If you’ve watched the film Letters to Juliet, then you’ll know where I’m getting at here. Imagine watching that movie and deciding you’re going to that exact spot to people watch those who have lost love, lost in love, or just plain old lost only to find out Casa di Giulietta is just a huge tourist attraction.
I DID NOT SEE PEOPLE SOBBING ON THE STREET.
Thus, I declare the film an absolute scam. Well…technically just a tad inaccurate.
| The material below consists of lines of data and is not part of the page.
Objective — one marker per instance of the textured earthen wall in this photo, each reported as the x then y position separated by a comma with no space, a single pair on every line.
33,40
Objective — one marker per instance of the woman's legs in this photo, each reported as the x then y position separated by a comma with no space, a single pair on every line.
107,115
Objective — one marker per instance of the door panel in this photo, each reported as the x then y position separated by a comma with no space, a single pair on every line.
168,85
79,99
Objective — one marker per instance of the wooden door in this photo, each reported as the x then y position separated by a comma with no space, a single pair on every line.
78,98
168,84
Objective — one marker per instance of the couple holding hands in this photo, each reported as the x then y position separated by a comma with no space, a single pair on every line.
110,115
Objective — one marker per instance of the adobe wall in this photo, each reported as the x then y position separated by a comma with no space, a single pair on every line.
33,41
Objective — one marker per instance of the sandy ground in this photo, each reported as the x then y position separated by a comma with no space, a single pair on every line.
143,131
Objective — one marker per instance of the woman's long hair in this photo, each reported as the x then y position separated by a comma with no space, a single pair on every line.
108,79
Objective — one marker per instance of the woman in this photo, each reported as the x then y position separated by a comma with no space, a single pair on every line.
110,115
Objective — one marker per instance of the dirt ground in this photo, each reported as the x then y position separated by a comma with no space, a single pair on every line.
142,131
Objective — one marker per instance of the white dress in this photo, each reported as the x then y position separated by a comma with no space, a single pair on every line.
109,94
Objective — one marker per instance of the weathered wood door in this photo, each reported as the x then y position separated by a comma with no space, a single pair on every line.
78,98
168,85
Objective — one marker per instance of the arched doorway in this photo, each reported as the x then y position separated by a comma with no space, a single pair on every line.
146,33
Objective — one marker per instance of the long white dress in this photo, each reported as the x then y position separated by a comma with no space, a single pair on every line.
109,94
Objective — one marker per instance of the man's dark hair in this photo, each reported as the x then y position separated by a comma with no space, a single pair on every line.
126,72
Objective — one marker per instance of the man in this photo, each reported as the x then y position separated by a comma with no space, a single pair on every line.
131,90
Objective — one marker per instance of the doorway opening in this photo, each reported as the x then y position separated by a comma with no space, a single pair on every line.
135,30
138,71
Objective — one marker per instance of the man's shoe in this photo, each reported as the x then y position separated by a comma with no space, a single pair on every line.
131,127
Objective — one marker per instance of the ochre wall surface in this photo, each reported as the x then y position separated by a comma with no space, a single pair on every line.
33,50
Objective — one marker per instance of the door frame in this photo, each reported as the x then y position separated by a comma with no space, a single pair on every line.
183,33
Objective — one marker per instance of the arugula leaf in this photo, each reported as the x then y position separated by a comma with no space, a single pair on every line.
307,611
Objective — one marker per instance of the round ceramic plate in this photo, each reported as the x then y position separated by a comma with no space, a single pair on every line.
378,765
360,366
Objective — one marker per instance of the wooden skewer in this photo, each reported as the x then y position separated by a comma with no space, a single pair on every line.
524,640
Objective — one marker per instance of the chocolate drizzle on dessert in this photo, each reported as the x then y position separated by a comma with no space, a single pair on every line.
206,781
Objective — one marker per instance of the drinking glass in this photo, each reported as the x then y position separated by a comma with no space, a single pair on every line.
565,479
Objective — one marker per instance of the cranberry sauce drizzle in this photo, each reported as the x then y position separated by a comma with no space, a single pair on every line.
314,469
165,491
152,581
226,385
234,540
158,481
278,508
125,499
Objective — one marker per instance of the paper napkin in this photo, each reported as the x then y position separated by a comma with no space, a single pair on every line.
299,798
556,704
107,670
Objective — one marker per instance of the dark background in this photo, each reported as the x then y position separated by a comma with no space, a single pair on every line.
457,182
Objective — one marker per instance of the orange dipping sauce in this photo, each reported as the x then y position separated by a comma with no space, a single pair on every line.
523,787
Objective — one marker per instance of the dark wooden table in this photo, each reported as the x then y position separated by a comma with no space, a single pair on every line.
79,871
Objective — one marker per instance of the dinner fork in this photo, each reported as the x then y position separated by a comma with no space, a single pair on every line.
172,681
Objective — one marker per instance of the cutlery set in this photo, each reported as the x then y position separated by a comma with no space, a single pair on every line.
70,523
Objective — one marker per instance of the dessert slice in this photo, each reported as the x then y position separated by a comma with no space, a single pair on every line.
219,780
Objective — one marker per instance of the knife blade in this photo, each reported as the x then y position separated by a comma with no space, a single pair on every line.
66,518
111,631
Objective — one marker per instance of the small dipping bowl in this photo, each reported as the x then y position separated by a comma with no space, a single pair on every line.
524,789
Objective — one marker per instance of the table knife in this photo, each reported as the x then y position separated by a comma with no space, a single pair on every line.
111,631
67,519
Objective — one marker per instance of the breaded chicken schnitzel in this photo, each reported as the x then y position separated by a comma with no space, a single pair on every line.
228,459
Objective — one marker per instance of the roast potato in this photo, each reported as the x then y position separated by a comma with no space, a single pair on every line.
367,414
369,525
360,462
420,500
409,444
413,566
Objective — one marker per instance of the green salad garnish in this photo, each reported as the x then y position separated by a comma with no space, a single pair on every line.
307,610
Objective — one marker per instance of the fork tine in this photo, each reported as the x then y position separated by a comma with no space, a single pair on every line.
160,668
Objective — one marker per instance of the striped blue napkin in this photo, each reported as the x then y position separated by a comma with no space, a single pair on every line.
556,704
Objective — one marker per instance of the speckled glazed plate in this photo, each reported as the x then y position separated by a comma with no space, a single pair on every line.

This is how you really get a response from one of Juliet’s secretaries, and no– they are not sweet elderly Italian women. Apparently a good amount of the secretaries are remote volunteers since this attraction boomed in popularity once the movie came out.

How to contact Juliet:
- Mail
- If you prefer the traditional method of snail mail, then grab your pen and paper and write away and tell her your story! Address your letter to
- JULIET CLUB
Vicolo Santa Cecilia 9, 37121
Verona – Italy
- JULIET CLUB
- If you prefer the traditional method of snail mail, then grab your pen and paper and write away and tell her your story! Address your letter to
- E-mail
- Modern problems call for modern solutions. Juliet’s secretaries now respond via e-mail at dearjuliet@julietclub.com
- Hand deliver it to Juliet’s Mailbox (pictured above)
- If you are physically in Verona, might as well just pop a letter into her mailbox located within Casa di Giulietta (23 Via Capello)

Juliet’s statue
Legend has it if you rub the right breast of the statue, you’ll find your love misfortunes will turn around. And that is why my sister is getting married this summer and I’m just here chillin’. We got our directions mixed up.
My reaction: bruh.
I still can’t believe I went to Verona absolutely convinced I’d have my Sophie moment. Once again: bruh.